Microsoft hints at 'ultimate mobile device' in Surface Phone

Rumours suggest that Microsoft will release their own Surface smartphone in 2017

Microsoft could be about to make their own bid for the smartphone market, as rumours suggest the Surface Phone is almost ready for trial production.

CEO Satya Nadella indicated in an interview with the Australian Financial Review, that Microsoft was already working on the "ultimate mobile device", which, given the types of devices already available in the Surface range, likely points to the long rumoured Surface Phone.

Now reports by China's Commercial Times suggest that Pegatron, a production firm used extensively by Apple, will work alongside Microsoft and is ready to begin trials of the new Surface smartphone. The newspaper has also reported that the Surface Phone will be announced sometime in 2017, with a likely release date in late 2017 or early 2018.

Possible specs have also been hinted at by the typically reliable Nokia Power User website, which, if true, points to one powerful device. Sources testing the devices have claimed Qualcomm's Snapdragon 835 processor, also rumoured to ship with the upcoming Galaxy S8, will power the Surface Phone.
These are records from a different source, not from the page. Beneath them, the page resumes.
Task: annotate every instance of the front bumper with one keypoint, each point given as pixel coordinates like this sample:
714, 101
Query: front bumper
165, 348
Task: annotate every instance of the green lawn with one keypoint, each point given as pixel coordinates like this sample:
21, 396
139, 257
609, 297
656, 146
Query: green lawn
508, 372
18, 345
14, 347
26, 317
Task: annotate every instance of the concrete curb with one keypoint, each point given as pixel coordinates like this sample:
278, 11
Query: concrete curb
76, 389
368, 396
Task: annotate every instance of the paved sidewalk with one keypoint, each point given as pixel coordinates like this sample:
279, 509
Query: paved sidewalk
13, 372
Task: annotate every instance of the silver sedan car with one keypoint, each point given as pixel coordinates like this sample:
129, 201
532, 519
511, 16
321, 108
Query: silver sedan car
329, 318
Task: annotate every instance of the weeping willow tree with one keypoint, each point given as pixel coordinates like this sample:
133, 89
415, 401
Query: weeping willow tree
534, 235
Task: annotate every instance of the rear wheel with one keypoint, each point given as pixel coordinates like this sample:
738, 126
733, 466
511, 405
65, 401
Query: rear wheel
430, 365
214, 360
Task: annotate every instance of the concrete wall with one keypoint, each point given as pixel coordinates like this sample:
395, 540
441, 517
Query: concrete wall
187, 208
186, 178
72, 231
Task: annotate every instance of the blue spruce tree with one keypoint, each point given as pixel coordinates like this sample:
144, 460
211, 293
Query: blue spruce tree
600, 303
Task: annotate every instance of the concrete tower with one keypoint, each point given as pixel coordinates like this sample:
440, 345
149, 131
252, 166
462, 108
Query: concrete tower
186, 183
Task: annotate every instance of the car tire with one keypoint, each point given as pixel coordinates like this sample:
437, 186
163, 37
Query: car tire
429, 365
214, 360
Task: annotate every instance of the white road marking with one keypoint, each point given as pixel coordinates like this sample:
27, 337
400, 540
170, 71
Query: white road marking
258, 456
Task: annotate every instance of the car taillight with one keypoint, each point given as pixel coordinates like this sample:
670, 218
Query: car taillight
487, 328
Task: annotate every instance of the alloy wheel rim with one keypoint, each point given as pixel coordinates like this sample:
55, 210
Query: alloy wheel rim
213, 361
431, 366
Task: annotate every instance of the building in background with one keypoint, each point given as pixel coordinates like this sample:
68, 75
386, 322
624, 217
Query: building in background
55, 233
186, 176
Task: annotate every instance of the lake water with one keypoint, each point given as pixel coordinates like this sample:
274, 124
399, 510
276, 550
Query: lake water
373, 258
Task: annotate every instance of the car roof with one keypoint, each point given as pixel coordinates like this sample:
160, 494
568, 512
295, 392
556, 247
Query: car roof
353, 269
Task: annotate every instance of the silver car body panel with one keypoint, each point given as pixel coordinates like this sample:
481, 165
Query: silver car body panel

It will support Quick charging 4.0 and could ship with model variants of 4GB and 6GB RAM.

In terms of software, we are likely looking at the latest Windows 10 using the 64-bit mobile version to take advantage of all that RAM. The phone could even be capable of running 32-bit versions of Windows apps, including Cortana.

While no exact measurements have been taken, the device appears to feature a 5.5in screen and QHD display, according to NPU sources.
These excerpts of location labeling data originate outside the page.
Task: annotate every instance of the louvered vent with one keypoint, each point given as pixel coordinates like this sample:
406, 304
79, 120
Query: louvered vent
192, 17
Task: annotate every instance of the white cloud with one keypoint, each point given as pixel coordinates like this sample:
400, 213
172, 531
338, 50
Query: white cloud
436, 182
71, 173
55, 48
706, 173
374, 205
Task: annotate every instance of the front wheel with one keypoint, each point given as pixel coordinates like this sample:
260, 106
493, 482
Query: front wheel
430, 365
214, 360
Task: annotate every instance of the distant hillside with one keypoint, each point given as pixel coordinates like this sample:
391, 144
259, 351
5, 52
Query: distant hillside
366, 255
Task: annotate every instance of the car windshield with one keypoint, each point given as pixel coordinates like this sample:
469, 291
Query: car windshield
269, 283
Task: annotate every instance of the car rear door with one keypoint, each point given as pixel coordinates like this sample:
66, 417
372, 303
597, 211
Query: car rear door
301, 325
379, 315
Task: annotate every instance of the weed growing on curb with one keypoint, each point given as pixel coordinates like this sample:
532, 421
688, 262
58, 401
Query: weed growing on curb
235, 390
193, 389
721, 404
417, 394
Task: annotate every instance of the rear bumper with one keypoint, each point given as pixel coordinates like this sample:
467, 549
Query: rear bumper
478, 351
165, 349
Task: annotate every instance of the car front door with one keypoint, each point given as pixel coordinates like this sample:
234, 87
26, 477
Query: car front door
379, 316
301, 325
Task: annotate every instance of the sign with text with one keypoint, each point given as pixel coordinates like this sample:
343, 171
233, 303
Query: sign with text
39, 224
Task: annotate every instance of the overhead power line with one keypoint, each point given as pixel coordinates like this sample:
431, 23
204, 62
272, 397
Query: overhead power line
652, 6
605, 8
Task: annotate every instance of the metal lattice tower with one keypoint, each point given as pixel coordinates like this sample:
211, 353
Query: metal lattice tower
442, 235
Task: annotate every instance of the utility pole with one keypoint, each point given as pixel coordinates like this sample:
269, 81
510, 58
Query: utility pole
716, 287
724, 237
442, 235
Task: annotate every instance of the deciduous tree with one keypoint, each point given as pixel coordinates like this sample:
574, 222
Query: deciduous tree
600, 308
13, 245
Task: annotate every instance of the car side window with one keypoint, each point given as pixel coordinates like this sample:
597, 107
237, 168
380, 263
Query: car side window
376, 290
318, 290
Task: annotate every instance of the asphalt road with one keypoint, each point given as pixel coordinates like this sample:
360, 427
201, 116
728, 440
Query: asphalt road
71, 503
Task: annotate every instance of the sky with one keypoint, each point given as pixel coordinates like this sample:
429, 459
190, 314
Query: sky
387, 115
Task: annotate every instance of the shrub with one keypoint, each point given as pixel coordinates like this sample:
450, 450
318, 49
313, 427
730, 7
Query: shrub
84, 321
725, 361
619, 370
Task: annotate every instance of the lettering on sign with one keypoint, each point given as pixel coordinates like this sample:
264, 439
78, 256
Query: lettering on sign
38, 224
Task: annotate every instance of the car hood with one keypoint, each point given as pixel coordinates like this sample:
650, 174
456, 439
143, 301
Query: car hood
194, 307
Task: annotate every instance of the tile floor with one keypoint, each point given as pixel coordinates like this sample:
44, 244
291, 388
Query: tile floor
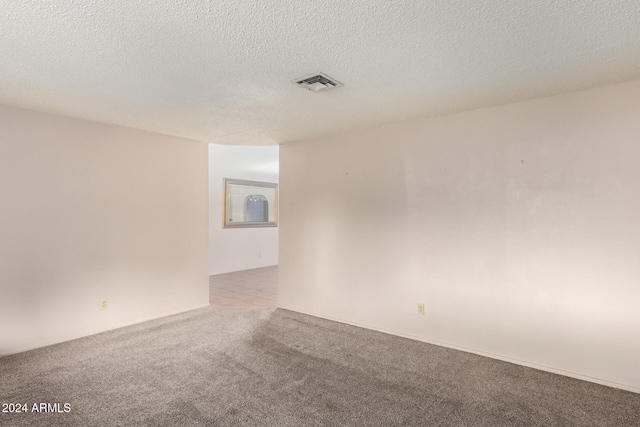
249, 288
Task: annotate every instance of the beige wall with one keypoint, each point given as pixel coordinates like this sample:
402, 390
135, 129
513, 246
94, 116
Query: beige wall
91, 211
236, 249
517, 226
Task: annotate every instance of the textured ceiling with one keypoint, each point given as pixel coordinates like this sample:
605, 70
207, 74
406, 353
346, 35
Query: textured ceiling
220, 71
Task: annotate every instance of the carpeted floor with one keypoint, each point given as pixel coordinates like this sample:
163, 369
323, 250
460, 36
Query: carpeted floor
236, 366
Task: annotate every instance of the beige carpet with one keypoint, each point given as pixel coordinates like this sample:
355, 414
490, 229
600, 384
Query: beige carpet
233, 366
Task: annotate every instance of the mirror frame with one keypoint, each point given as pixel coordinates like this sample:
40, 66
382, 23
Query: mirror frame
227, 197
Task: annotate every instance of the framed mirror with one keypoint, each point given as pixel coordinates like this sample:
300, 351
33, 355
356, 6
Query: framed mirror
249, 204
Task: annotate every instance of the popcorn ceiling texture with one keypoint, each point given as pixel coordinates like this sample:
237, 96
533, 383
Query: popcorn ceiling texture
220, 71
As these are just rumours it is impossible to say what the final Surface Phone will look like. But if initial reports are true, we are looking at a device that could rival the upcoming Galaxy S8 that is already pinned to be one of the most powerful smartphones available.

Microsoft will be hoping to make a big impact on the smartphone market, particularly after the ill-fated buyout of Nokia's handset business in 2014, which cost the firm over $7.6 billion and almost wiped out the entire value of the deal.